The paper concludes that because when vampires kill humans they make new vampires, the human population of the planet would be eliminated in less than three years. I made a little chart of their data (click for a larger version):
I’m guessing that last couple of months would be very 28 Days Later.
Clive then goes on to speculate about how a vampire slayer (say, Buffy Summers) might manage the population the way we occasionally cull deer:
So the really sweet spot seems to be months eight to ten — when the vampire population would range from 128 to 512, respectively. Those seem like realistic numbers of vampires for a slayer to kill in a single month, assuming she kills 2 to 8 per night. With that kill-ratio, a slayer each month could kill enough vampires to knock the population back a month or two.

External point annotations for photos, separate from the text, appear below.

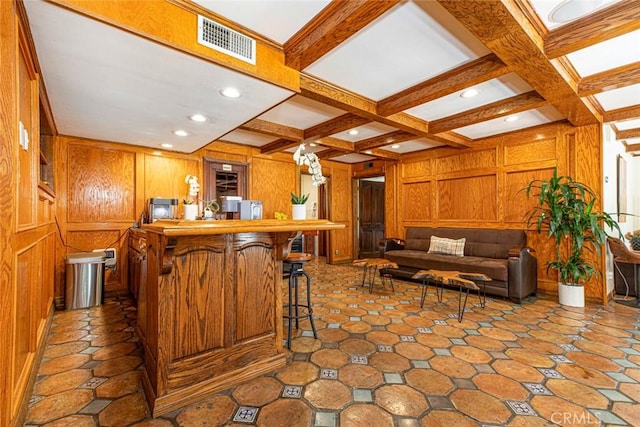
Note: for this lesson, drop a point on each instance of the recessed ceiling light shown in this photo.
(230, 92)
(469, 93)
(198, 117)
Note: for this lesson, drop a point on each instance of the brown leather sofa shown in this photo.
(500, 254)
(626, 268)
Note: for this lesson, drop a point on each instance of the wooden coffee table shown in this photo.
(464, 281)
(371, 266)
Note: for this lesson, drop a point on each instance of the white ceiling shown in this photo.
(109, 84)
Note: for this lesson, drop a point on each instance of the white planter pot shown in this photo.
(571, 295)
(189, 212)
(299, 212)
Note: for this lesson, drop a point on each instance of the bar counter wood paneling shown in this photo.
(214, 305)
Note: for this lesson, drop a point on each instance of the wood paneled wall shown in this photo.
(103, 189)
(480, 186)
(27, 233)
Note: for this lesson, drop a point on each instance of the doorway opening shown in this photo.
(370, 216)
(224, 178)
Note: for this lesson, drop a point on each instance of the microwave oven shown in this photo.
(160, 208)
(250, 209)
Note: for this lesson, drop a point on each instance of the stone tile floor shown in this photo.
(380, 360)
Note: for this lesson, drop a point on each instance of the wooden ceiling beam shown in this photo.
(621, 114)
(632, 148)
(505, 29)
(382, 140)
(327, 154)
(626, 75)
(332, 26)
(336, 144)
(628, 134)
(273, 129)
(278, 145)
(516, 104)
(482, 69)
(383, 154)
(613, 21)
(336, 125)
(321, 91)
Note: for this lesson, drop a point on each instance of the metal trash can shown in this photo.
(85, 280)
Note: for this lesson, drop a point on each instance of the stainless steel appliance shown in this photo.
(250, 209)
(160, 208)
(230, 205)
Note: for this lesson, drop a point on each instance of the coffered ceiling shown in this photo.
(377, 79)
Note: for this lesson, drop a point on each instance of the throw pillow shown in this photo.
(441, 245)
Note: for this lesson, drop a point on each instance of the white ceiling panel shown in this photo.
(572, 9)
(405, 46)
(248, 138)
(629, 124)
(137, 81)
(619, 98)
(525, 119)
(365, 131)
(488, 92)
(276, 20)
(616, 52)
(300, 112)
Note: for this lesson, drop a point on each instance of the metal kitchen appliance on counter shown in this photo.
(160, 208)
(250, 209)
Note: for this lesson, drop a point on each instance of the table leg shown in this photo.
(462, 306)
(425, 284)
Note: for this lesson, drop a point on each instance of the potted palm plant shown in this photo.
(565, 209)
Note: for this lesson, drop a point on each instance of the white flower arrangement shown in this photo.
(313, 162)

Clive says he’s not a Buffy fan. As such, he (and the researchers) understandably skips over some key factors in Buffy mythology. Let me see what I remember:
- Not all humans killed by vampires get turned. In fact, in most popular myths, it’s actually quite a rare occurrence. I’d guess the rate of new vampire to humans killed by vampires might be, I don’t know, 1 to 100.
- The researchers suggest that a vampire feeds once a month. In the world of Buffy, they seemed to eat a lot more often than that. As I recall, the only night they took off was Halloween.
- Buffy and her colleagues occasionally kill a whole schwack of vampires. At the current growth rate, she surely would have killed off 500 or so by the end of season two.
- In the show’s final episode, there are a crap load of vampires. Like, maybe, thousands? I don’t remember all that way.
I thought the obsessive stats at BuffyWorld might have helped, but they don’t have totals for every episode.